幼児虐待に思う

 最近多くマスコミで取り上げられる幼児の虐待だが、不思議なことがある。それは、子供が乳児でなく、3歳を超えているのも珍しくない事だ。
 なぜそんなに不思議かというと。
 自ら子供を育ててみて判明したのだが、産まれた子どもを曲がりなりにも2歳や3歳まで育てるのには、異常な程の手間隙がかかる。つまり、虐待するような手を抜いた育て方では、無力な人間の乳児は絶対に生後の1年間を生き残れない。
 (どれくらい手間かというと、古今東西、ある程度以上富裕な層が、他人に自分の子供を育てさせる文化はどこにでもある程だ。感情論や価値観を超えて、それぐらい間尺に合わない面倒くさい行為だということだ。)

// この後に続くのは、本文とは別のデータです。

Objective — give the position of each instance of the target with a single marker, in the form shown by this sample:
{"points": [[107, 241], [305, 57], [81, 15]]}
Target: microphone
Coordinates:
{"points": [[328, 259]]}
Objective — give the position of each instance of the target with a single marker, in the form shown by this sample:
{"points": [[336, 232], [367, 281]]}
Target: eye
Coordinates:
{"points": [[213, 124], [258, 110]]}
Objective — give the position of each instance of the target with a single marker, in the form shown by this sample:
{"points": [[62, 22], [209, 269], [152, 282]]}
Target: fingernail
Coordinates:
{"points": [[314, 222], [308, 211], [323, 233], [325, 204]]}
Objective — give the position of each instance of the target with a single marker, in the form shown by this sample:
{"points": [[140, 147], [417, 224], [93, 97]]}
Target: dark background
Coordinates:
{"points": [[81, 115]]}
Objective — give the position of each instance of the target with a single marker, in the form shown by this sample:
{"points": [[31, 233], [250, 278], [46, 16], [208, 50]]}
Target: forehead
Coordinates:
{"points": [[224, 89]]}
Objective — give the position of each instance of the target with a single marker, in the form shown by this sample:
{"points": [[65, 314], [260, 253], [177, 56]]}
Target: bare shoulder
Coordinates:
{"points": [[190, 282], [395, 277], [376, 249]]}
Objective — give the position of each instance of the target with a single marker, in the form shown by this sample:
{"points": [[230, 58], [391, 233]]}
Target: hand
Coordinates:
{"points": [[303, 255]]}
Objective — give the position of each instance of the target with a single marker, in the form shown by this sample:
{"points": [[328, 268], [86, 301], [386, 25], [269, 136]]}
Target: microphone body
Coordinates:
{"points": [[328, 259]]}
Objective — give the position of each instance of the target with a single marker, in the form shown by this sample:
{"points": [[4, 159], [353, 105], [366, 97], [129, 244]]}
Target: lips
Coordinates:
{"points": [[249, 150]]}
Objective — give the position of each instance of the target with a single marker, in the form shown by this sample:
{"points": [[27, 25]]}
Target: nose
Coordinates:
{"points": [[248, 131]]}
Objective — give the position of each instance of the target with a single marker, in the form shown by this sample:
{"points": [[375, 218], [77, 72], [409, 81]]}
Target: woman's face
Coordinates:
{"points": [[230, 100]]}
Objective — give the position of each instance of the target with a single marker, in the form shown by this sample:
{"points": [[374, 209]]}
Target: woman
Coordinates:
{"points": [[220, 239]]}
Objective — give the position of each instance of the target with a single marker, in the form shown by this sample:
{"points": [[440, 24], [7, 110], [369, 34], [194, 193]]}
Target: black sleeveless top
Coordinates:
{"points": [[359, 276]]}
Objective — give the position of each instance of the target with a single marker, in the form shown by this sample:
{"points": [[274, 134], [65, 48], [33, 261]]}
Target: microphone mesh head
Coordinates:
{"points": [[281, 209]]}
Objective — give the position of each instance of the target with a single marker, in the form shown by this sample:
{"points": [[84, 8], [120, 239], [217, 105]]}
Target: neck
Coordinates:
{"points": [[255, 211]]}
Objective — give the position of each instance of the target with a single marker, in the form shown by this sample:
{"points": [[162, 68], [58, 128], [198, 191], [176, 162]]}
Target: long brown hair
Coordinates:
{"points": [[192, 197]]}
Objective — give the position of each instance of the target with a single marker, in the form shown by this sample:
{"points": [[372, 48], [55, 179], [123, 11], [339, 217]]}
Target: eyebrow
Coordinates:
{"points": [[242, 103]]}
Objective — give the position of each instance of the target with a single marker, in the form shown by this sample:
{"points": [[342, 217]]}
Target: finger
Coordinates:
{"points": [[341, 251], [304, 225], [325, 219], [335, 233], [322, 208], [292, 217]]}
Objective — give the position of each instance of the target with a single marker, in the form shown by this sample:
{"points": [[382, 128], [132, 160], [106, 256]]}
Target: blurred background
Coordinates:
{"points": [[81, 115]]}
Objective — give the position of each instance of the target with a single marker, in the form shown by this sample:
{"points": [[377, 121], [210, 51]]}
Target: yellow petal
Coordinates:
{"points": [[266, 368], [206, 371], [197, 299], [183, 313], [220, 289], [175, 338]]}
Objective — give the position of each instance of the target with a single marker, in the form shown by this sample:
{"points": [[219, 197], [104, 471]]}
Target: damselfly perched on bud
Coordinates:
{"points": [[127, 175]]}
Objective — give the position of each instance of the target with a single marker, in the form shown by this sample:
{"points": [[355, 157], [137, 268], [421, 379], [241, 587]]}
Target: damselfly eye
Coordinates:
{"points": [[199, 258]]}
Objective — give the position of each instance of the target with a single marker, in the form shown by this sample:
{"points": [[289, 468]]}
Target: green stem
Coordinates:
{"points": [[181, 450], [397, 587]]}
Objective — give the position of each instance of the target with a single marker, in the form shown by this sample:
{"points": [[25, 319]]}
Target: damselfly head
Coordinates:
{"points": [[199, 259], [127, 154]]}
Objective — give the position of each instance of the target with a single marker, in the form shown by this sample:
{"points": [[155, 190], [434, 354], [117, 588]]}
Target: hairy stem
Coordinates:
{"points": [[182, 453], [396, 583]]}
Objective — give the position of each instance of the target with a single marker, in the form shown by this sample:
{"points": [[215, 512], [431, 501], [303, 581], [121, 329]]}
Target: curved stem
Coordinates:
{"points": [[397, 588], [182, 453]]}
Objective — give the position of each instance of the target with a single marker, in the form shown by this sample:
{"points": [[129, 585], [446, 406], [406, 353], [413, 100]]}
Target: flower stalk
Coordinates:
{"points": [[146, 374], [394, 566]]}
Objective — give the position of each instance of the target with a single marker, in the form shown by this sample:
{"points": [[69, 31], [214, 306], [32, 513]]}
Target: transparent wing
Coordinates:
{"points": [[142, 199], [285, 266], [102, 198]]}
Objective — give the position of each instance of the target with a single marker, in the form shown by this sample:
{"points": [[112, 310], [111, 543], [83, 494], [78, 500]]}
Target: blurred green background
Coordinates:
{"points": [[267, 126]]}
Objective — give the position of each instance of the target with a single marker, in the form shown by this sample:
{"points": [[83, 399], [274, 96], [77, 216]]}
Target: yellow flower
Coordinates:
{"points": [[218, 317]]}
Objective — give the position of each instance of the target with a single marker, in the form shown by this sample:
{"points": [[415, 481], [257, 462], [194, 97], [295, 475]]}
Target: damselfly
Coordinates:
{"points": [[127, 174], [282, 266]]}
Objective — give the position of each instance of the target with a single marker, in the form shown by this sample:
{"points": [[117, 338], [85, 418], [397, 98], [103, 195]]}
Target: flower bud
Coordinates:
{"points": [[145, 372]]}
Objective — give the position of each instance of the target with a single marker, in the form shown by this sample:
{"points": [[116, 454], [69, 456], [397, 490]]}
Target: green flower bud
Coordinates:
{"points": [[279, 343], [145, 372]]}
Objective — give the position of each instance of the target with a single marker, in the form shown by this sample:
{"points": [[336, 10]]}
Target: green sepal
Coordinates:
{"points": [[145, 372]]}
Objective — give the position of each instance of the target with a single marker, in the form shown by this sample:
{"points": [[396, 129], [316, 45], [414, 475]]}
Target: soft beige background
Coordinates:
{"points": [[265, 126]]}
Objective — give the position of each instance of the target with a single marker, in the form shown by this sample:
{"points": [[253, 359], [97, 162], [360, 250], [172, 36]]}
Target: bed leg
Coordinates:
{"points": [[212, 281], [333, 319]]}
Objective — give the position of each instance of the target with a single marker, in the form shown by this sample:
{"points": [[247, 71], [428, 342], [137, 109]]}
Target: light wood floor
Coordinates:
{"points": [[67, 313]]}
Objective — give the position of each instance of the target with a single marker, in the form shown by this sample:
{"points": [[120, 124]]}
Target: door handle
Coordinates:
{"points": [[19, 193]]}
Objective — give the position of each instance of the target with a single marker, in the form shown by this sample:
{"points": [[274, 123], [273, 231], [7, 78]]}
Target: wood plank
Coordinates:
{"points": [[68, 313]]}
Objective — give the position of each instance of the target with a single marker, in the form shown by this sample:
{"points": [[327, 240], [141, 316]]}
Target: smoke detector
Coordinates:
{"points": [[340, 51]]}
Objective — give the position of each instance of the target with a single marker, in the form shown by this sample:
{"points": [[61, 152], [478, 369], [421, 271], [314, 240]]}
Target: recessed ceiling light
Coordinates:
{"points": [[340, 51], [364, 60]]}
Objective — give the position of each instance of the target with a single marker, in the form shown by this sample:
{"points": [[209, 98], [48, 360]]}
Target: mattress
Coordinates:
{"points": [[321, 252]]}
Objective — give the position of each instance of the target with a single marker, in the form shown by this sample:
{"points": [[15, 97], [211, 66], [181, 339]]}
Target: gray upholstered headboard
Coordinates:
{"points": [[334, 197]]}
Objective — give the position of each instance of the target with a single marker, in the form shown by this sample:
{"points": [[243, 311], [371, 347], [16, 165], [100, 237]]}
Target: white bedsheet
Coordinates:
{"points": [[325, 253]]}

 ということは、「血も涙もない」様に報道される犯人(主に母親)にも、虐待に至るまでに、寝るものも寝ずわが子を世話した期間があったということになる。これは大事な事だ。
 そういう人物がわが子に手をかけるまでに至ったプロセスや理由を分析することが必要であり、「こんな酷い人がいるなんて信じられませんね(私達とは違う人種なんですね)」で終わらせるのは誠に思考停止というものだろう。
 まぁ、「生まれながらの鬼畜人間の所業」としてしまえば安心感は得られるだろうし、マスコミもそういう切り口で報道するのが無難なのかもしれないけれども。